“This is his moment,” said one source close to the Biden transition.
President Joe Biden, left, and Attorney General Merrick Garland walk into the East Room of the White House on May 16, 2022
When President-elect Joe Biden was choosing his Cabinet, no decision was as carefully considered — and fiercely debated — as his choice of attorney general. The spotlight now trained on the Justice Department is highlighting why, advisers say, Merrick Garland ultimately won out.
As Republicans and former President Donald Trump have condemned the FBI’s search of Mar-a-Lago as evidence of what they claim is a “weaponized” Justice Department, the White House is leaning in on Garland’s judicious temperament and methodical approach as an implicit response — even if those qualities haven’t always been embraced by some Democrats.
“For the first year, people in the White House and elsewhere were extremely frustrated with Garland because he ran the department like he was a jurist with law clerks,” said one source familiar with the Biden transition’s internal dynamics.
But now, “this is his moment,” the source added. “He has to make decisions on his own that are highly political. But he has to do it based on being above reproach.”
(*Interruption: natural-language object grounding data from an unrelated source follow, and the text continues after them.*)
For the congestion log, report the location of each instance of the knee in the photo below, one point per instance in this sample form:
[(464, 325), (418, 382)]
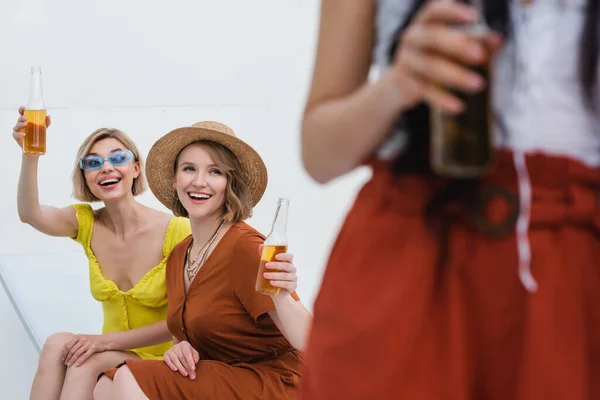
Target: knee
[(53, 346), (103, 389), (90, 369), (123, 382)]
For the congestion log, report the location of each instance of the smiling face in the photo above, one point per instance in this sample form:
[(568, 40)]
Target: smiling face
[(200, 183), (110, 182)]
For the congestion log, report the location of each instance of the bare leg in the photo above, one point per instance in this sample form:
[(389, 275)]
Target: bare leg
[(123, 387), (80, 381), (50, 375), (104, 389)]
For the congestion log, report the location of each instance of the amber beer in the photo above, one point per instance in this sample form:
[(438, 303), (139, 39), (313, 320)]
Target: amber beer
[(35, 111), (275, 243), (462, 145), (35, 132), (263, 285)]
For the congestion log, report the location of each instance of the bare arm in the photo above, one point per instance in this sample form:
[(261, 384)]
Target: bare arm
[(346, 117), (292, 319), (49, 220), (149, 335), (78, 350)]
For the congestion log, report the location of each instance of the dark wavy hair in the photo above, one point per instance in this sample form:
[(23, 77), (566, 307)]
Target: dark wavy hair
[(415, 122)]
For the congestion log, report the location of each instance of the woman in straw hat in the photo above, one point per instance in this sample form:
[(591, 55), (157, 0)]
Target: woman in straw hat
[(231, 342), (127, 245)]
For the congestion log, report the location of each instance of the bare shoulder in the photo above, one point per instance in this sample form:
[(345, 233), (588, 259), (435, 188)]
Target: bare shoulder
[(157, 219), (345, 45)]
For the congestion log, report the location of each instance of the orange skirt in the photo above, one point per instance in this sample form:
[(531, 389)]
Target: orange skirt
[(390, 323)]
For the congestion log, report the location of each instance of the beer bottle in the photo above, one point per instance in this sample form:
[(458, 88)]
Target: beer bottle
[(275, 243), (35, 111), (462, 144)]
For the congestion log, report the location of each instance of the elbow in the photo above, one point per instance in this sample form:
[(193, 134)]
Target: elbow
[(313, 169), (313, 160), (25, 217)]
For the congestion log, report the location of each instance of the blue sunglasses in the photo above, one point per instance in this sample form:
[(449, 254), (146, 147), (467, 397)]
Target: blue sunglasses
[(116, 159)]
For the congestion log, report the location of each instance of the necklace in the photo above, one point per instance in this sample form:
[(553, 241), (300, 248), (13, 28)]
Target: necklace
[(192, 267)]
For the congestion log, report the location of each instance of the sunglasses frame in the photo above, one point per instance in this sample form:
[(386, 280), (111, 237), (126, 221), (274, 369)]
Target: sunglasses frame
[(130, 157)]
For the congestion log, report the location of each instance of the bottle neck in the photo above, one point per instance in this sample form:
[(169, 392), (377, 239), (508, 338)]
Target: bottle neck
[(36, 101), (280, 221)]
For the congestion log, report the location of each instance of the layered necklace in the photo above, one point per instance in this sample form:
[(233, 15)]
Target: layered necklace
[(192, 266)]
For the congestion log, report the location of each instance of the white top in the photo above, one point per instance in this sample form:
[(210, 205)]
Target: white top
[(536, 88)]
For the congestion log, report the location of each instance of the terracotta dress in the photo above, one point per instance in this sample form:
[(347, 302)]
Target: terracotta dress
[(390, 323), (243, 355)]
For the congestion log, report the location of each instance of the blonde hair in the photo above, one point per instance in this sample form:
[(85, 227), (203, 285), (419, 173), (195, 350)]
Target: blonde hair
[(81, 191), (238, 202)]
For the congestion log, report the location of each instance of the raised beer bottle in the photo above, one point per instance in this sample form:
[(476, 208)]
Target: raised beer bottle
[(274, 244), (462, 144), (35, 111)]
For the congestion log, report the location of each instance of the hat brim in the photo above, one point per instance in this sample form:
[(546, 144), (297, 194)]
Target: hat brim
[(161, 159)]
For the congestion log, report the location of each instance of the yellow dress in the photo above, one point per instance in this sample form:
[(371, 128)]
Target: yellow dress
[(146, 302)]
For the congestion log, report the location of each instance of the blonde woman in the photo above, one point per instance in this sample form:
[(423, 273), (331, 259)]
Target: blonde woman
[(127, 245), (231, 342)]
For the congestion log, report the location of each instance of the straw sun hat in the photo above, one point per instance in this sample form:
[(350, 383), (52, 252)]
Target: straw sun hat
[(160, 163)]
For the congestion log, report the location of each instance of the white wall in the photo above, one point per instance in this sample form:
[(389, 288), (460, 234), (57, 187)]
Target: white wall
[(147, 67)]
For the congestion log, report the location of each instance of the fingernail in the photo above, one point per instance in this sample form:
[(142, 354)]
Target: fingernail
[(475, 81), (469, 11), (476, 51)]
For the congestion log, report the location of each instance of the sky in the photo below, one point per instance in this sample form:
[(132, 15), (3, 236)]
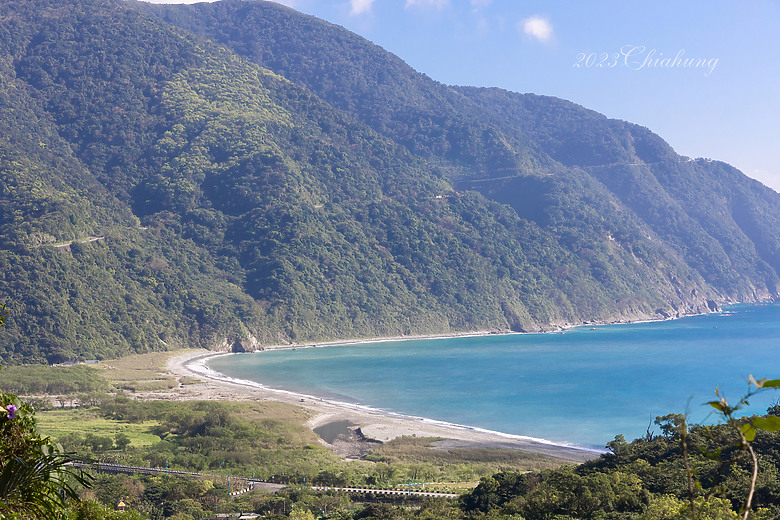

White House officials say Biden has not just been hands-off when it comes to the work of his Justice Department — he only learned of the Mar-a-Lago search from news reports. And when Garland’s plan to deliver a public statement about the search was announced Thursday, the White House said again that it only heard about it after the fact.
An administration official, while declining to speak in detail about the matter citing its sensitivity, emphasized that the White House has neither sought nor received updates on a potential investigation into Trump. This week’s search, the official noted, represented the kind of tactical decision that would not rise to the level of a briefing for the president, no matter how unprecedented it might have been.
It is likely that the White House would only be notified about a final charging decision, or declination to charge, in advance of a public announcement.
Garland was not the first choice of many in Biden’s circle to lead the Justice Department. Then-Sen. Doug Jones had emerged as a serious contender in part because of a longstanding relationship with Biden, whom he worked with as a Senate Judiciary Committee staffer.
“The argument for Jones was, being the attorney general is more than being a jurist. You have to be a political leader. You have to run the department. You have to deal with Congress. … You’re not sitting in a chambers with three law clerks writing opinions,” said the source familiar with the transition.
Some of Biden’s closest and longest-serving aides were among those advocating Jones. As a U.S. attorney, Jones led the prosecution of members of the Ku Klux Klan responsible for the deaths of four young Black girls after the 1963 bombing of a Birmingham church, which earned him a strong connection to the civil rights community that was pressing Biden to prioritize diversity in key administration posts.
But the shadow of Trump loomed large, as did the very recent precedent of him appointing a political ally, and another Alabama senator, Jeff Sessions, as his first attorney general.
And as Biden transition officials weighed the top Justice Department role, they knew the investigation into a soon-to-be former president would not be the only highly sensitive matter facing a new attorney general. A month after his father won the presidency, Biden’s son Hunter disclosed that the U.S. Attorney’s Office in Delaware informed his attorney that they were investigating what he called “his tax affairs.”
When asked by NBC News a week later if the investigation of his son had been raised in connection with his search for an attorney general, Biden said: “The attorney general of the United States of America is not the president’s lawyer. I will appoint someone who I expect to enforce the law as the law is written. Not guided by me.”
That investigation is ongoing.
Sources who spoke with NBC News for this story, along with others at the White House, declined to discuss the nature of Biden and Garland’s relationship since both came into their current posts. A review of Biden’s public schedule shows Garland has joined Biden for public events just nine times, with most focused on crime or gun violence prevention.
In a statement to NBC News, White House spokesperson Andrew Bates said Biden chose Garland “because he would be loyal to the law and our Constitution and not be influenced by politics.”
“The President, the Attorney General, and the administration writ large have honored that commitment, keeping the Department of Justice completely independent when it comes to investigations. The President is proud of that,” he added.
This week, as Republicans have attacked the Justice Department and the FBI over the Mar-a-Lago raid, the White House has leaned heavily on Biden’s own words when he nominated Garland one day after the insurrection at the U.S. Capitol: “There is no more important and heartfelt effort on my part than restoring the independence and integrity of our Justice Department.”
Asked last month by Lester Holt about public pressure facing the department, Garland said that the “only pressure that I, my prosecutors or the agents feel is the pressure to do the right thing.”